It was the fall of 1960, when it all began. The very first time that they laid eyes on each other, dancing on a Saturday while a live band played, fate on their side.
I wonder what they would have said, had they known that was the beginning of their legacy, of children and grandchildren. Generations created from a chance encounter.
What might have happened, had the lady not made the choice to ask the gentleman to dance, her former flame watching from the side. He says he wishes he would have had a rose in hand when she asked him to dance.
I wonder if my parents had known they would fail, would they have thrown caution to the wind and tried to challenge their fate ahead. What might have happened, had they realized we are molded by our origins.
The woman who lost her father and her home to a war, never moving from the red brick stone home, afraid that if she’ll move an inch, life will take a mile.
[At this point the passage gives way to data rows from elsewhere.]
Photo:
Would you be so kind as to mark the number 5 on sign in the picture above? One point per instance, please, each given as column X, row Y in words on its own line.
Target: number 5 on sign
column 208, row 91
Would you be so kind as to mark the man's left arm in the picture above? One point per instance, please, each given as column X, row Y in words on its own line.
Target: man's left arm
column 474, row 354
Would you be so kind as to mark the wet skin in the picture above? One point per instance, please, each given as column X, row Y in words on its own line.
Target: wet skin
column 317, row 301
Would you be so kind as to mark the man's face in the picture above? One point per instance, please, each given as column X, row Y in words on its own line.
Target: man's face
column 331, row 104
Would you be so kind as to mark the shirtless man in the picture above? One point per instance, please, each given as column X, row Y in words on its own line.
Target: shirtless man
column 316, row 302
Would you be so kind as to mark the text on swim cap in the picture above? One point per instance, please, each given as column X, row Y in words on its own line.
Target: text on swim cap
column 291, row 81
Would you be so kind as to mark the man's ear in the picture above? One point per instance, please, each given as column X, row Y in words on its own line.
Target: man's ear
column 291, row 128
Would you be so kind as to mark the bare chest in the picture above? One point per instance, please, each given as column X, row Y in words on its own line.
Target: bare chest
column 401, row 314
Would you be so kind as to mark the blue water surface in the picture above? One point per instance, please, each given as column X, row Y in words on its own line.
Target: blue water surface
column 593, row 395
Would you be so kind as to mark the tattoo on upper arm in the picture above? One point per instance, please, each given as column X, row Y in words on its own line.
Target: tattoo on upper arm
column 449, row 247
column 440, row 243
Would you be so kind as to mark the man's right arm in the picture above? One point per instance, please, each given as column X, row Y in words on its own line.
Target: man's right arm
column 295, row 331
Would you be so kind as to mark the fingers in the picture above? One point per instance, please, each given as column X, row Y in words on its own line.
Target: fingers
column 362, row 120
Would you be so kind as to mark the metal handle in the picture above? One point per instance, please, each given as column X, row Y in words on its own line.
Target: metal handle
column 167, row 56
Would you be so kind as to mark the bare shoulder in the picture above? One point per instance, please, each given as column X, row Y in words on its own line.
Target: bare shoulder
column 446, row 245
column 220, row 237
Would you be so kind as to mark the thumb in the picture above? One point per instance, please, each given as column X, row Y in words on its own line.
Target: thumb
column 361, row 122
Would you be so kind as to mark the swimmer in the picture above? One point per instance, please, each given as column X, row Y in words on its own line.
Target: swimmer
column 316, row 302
The man who came from nothing, willing to sacrifice anything to get everything he never had, shaped so deeply by the place he had now outgrown.
I wonder if collateral damage could have been avoided, that threw my life off course. I’ve never known a moment of standstill, wandering from one place to the next. I hang up photographs so that the empty walls I’ve built around me hold memories.
I wonder if I’d stayed longer in one place, I’d find my roots in the earth and not in my mother’s eyes or my brother’s laugh. She says maybe we are the lucky ones, to find a home in each other wherever we are. How valuable to realize, that roots can grow in people too, the ground seems much too fragile. Movements I had cursed becoming hidden blessings.
Where I had so often felt untethered and out of place, as the light-haired child of two dark-haired parents, I simply didn’t look back far enough to notice my grandmother’s blond locks, like I failed to notice the invisible tether connecting generations, binding me to those that came before.